V.F. Corp. (VFC) Tops Q3 EPS by 12c, Beats on Revenues; Boosts FY17 EPS/Revenue Outlook Above Consensus
V.F. Corp. (NYSE: VFC) reported Q3 EPS of $1.23, $0.12 better than the analyst estimate of $1.11. Revenue for the quarter came in at $3.5 billion versus the consensus estimate of $3.39 billion.
2017 Outlook Raised
The following outlook for 2017 has been updated and includes the following:
- Revenue is now expected to increase about 6 percent on a reported basis (up 5.5 percent currency neutral) to approximately $12.1 billion. This compares to the previous expectation of $11.85 billion, a 3.5 percent increase on a reported basis (up 4.5 percent currency neutral). Both estimates include about a $200 million contribution from the previously announced Williamson-Dickie acquisition. By coalition, revenue for Outdoor & Action Sports is now expected to increase approximately 7 percent versus the previous expectation of an approximate 5 percent increase (up 6 percent to 7 percent currency neutral); revenue for Jeanswear is now expected to decline slightly versus the previous expectation of revenue that approximated that of 2016; Imagewear revenue is still expected to increase at a mid-single-digit percentage rate; and, Sportswear is still expected to decline at a high single-digit percentage rate.
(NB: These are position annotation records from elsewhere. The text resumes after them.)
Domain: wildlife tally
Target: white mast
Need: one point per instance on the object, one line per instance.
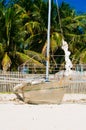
(48, 41)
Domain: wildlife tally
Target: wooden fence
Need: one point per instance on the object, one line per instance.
(71, 84)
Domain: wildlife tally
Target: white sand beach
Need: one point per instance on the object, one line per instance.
(66, 116)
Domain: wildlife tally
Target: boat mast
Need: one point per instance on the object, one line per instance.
(48, 41)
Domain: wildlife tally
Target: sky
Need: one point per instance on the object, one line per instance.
(78, 5)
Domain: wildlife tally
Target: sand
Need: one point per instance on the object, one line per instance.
(66, 116)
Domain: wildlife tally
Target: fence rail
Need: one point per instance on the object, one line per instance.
(71, 84)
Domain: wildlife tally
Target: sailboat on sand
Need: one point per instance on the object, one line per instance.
(43, 91)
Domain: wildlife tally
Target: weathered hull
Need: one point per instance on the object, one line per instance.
(44, 96)
(44, 93)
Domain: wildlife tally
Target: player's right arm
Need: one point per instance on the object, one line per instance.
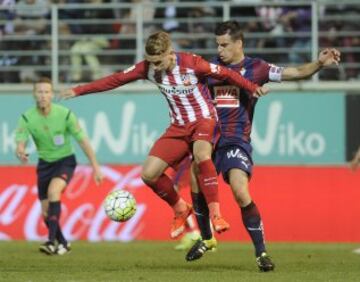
(21, 138)
(110, 82)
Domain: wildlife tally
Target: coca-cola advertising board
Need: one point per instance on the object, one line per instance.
(296, 203)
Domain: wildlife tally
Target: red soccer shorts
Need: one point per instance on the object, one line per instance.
(175, 144)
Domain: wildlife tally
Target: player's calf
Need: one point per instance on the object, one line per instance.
(48, 248)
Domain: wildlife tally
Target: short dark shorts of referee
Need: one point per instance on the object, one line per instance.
(63, 168)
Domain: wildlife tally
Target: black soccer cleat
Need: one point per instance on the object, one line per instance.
(48, 248)
(63, 249)
(264, 263)
(200, 248)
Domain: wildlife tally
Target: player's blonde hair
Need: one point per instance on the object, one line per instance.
(158, 44)
(43, 79)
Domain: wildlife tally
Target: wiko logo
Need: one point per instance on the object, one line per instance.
(285, 138)
(129, 136)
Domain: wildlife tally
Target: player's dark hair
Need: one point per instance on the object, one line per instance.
(230, 27)
(43, 79)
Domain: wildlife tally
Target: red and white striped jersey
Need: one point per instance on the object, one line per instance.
(184, 87)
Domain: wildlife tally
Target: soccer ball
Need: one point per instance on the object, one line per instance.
(120, 205)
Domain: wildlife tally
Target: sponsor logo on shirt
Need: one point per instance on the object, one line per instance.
(176, 90)
(227, 96)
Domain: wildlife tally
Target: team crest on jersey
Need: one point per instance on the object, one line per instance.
(227, 96)
(242, 71)
(185, 78)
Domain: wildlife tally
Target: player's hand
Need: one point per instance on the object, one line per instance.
(23, 157)
(261, 91)
(98, 176)
(329, 56)
(66, 94)
(354, 163)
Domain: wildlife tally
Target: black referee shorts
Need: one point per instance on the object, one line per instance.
(63, 168)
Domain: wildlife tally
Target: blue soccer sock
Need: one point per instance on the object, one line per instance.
(53, 219)
(59, 235)
(253, 224)
(202, 215)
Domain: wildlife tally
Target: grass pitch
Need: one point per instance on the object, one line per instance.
(158, 261)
- International revenue is now expected to increase approximately 10 percent versus the previous expectation of a low single-digit increase (up high single-digit currency neutral).
- Direct-to-consumer revenue is now expected to increase approximately 13 percent versus the previous expectation of a 10 percent to 11 percent increase. Digital revenue is now expected to increase approximately 30 percent versus the previous estimate of a more than 25 percent increase.
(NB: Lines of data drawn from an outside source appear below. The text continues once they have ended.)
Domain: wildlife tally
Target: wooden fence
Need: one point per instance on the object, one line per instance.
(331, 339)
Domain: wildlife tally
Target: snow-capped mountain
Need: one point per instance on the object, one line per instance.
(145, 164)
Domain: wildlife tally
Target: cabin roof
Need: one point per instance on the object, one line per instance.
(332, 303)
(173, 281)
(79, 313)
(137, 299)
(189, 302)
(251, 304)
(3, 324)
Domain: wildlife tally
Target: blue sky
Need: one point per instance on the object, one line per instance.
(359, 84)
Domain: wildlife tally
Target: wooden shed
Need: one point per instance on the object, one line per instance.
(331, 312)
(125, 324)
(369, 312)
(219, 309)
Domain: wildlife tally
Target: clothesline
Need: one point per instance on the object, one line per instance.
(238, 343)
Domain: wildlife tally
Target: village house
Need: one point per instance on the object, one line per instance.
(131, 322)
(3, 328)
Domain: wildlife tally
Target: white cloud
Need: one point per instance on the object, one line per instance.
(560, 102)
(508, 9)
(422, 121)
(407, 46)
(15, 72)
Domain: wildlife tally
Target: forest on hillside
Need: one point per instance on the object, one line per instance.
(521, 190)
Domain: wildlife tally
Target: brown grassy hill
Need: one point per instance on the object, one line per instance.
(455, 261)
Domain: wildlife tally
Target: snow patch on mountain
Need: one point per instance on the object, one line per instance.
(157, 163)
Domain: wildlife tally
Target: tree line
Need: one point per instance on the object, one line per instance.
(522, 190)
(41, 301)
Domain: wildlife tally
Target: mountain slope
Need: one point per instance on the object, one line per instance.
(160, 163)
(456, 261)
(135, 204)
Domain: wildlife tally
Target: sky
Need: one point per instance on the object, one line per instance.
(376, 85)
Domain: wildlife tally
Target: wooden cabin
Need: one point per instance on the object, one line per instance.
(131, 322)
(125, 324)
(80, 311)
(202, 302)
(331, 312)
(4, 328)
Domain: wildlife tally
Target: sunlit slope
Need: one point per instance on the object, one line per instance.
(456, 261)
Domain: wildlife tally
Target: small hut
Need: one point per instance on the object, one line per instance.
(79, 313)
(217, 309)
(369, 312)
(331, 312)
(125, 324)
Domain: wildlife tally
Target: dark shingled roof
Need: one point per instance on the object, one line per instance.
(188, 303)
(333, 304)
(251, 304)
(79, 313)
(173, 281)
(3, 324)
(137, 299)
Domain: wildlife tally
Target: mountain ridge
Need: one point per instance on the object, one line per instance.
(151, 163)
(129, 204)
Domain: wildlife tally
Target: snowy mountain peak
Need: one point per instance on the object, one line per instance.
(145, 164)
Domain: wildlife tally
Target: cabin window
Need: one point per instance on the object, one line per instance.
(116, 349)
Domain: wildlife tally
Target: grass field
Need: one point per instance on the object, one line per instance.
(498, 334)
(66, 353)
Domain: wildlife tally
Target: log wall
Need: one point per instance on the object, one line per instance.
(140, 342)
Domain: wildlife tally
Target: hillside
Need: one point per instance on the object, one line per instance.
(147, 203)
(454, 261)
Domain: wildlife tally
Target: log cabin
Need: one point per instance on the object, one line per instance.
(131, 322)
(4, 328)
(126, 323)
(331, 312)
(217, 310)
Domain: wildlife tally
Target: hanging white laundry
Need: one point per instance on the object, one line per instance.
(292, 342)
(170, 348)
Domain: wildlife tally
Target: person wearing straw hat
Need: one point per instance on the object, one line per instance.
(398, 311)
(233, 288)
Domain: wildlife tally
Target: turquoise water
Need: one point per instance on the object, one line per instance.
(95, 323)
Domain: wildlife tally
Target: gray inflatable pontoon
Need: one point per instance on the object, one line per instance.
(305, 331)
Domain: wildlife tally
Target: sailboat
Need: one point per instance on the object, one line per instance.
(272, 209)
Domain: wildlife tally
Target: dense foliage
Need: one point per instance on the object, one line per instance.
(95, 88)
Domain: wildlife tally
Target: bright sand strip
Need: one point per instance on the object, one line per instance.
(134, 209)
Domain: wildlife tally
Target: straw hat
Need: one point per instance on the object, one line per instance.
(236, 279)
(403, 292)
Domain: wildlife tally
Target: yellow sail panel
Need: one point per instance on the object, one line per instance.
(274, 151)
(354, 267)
- Gross margin is now expected to approximate 50.0 percent, versus the previous expectation of 49.5 percent, and includes about a 50 basis point negative impact from changes in foreign currency. The Williamson-Dickie acquisition is expected to negatively impact gross margin by about 20 basis points.
- Operating margin on a reported basis is expected to be 12.3 percent; adjusted operating margin is expected to approximate 13.4 percent, versus the previous expectation of 13.7 percent, including about a 50 basis point negative impact from changes in foreign currency. The Williamson-Dickie acquisition is expected to negatively impact adjusted operating margin by about 20 basis points.
- Earnings per share on a reported basis is expected to be $2.73; adjusted earnings per share is now expected to be $3.01 compared to the previous expectation of $2.96. Accordingly, adjusted earnings per share is expected to increase 1 percent (up 6 percent currency neutral), compared to 2016 adjusted earnings per share of $2.98. Relative to the prior outlook, the company’s updated 2017 adjusted earnings per share outlook includes an additional $0.05 per share ($25 million pretax) impact from additional investments to drive accelerated growth into 2018 and beyond. This is in addition to the $0.08 per share ($40 million pre-tax) impact from additional investments announced on July 24, 2017.
- Other full year assumptions include an effective tax rate of approximately 20 percent (down from a tax rate in the low 20 percent range previously) and cash flow from operations is expected to reach approximately$1.5 billion (up from $1.45 billion previously).
GUIDANCE:
V.F. Corp. sees FY2017 EPS of $3.01, versus the consensus of $2.98. V.F. Corp. sees FY2017 revenue of $12.1 billion, versus the consensus of $11.88 billion.
Highlights
- Third quarter revenue from continuing operations increased 5 percent to $3.5 billion (up 4 percent currency neutral);
- Gross margin from continuing operations improved 100 basis points (up 180 basis points currency neutral) to 50.1 percent;
- Outdoor & Action Sports revenue increased 8 percent (up 6 percent currency neutral); Vans® brandrevenue increased 28 percent (up 26 percent currency neutral);
- International revenue increased 13 percent (up 10 percent currency neutral), including 18 percent growth in Europe (up 14 percent currency neutral) and 9 percent growth in China;
- Direct-to-consumer revenue increased 18 percent (up 17 percent currency neutral) with digital revenueup 38 percent (up 37 percent currency neutral);
- Reported earnings per share from continuing operations decreased 16 percent (down 12 percent currency neutral) to $0.97 due to a noncash goodwill impairment charge; adjusted earnings per share from continuing operations increased 6 percent (up 10 percent currency neutral) to $1.23;
- 2017 revenue now expected to increase about 6 percent on a reported basis (up 5.5 percent on a currency neutral basis) to approximately $12.1 billion;
- 2017 reported earnings per share is now expected to be $2.73; adjusted earnings per share from continuing operations is now expected to be $3.01, including an additional $25 million, or $0.05 per share, of incremental investment, up 1 percent on an adjusted basis (up 6 percent currency neutral) compared to 2016 adjusted earnings per share of $2.98; and,
- Quarterly dividend rate increased by 10 percent to $0.46 per share.